Elektronisches Beschwerdeformular zur Meldung eines Verstoßes von unionalem Umweltrecht an die Europäische Kommission finden Sie hier.
Beschwerden können auch schriftlich in Briefform, per Telefax oder E-Mail an sg-plaintes@ec.europa.eu übermittelt oder per Post gesendet werden:
Generalsekretariat
Europäische Kommission
Rue de la Loi 200/ Wetstraat 200
1049 Bruxelles/Brussels
Belgium
Die Beschwerde kann bei jeder nationalen Vertretung der Kommission abgegeben werden. In Deutschland gibt es z. B. in Berlin, Bonn und München (Regional)Vertretungen der Europäischen Kommission.

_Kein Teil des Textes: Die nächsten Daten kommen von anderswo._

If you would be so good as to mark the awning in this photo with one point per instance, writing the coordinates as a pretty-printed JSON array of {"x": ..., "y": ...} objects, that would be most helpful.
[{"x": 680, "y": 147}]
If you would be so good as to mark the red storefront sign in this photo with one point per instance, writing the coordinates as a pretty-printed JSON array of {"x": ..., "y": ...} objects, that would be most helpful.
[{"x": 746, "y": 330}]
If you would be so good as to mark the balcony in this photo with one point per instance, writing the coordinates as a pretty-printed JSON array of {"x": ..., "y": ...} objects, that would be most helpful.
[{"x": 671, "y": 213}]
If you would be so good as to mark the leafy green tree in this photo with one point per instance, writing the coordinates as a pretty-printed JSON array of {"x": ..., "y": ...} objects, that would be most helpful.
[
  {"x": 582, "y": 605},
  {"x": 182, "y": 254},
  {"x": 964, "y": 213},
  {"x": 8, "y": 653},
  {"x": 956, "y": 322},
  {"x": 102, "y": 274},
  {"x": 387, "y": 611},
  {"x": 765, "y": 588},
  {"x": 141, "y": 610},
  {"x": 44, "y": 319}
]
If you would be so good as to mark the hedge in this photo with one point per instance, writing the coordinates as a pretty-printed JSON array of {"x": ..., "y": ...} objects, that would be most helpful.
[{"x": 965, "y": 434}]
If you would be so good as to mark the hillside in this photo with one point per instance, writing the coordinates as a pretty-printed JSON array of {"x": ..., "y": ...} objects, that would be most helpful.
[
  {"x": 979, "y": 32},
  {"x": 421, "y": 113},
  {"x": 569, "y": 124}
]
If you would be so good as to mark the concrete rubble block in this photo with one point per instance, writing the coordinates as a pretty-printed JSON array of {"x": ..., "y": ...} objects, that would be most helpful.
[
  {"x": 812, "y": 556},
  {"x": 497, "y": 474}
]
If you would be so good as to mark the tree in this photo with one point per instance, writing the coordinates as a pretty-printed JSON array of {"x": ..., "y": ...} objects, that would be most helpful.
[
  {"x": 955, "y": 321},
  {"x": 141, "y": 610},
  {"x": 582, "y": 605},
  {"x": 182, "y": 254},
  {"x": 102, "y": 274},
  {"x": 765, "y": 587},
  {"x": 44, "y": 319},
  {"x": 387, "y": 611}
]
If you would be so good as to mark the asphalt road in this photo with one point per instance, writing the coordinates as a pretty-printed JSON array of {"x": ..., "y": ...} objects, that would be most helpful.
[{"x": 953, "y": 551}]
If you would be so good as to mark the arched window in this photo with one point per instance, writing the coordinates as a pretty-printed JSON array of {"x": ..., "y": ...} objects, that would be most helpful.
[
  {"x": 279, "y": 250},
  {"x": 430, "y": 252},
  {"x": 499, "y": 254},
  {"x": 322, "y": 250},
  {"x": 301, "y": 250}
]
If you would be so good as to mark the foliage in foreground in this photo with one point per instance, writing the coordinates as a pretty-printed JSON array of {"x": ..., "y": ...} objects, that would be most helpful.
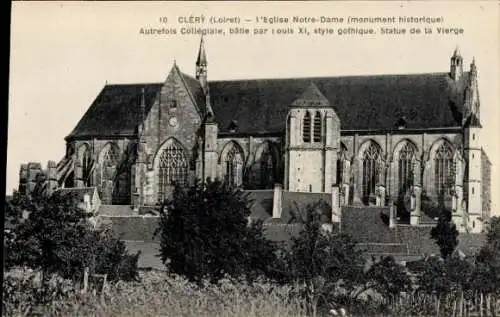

Zu beachten ist jedoch, dass die Kommission nicht grundsätzlich dazu verpflichtet ist, ein Vertragsverletzungsverfahren einzuleiten. Sie leitet ein Verfahren lediglich ein, wenn sie als „Hüterin der EU-Verträge“ die vollständige Vereinbarkeit des mitgliedstaatlichen Rechts mit dem Unionsrecht und deren ordnungsgemäße Anwendung sicherstellen will. Die Kommission ruft gegebenenfalls den Europäischen Gerichtshof an (Vertragsverletzungsklage gemäß Artikel 258 AEUV).
Weiterführende praktische Informationen zu Beschwerden an die EU-Kommission sind hier zu finden.
1 Siehe zum Beispiel EuGH, C-543/16, Kommission gegen Deutschland.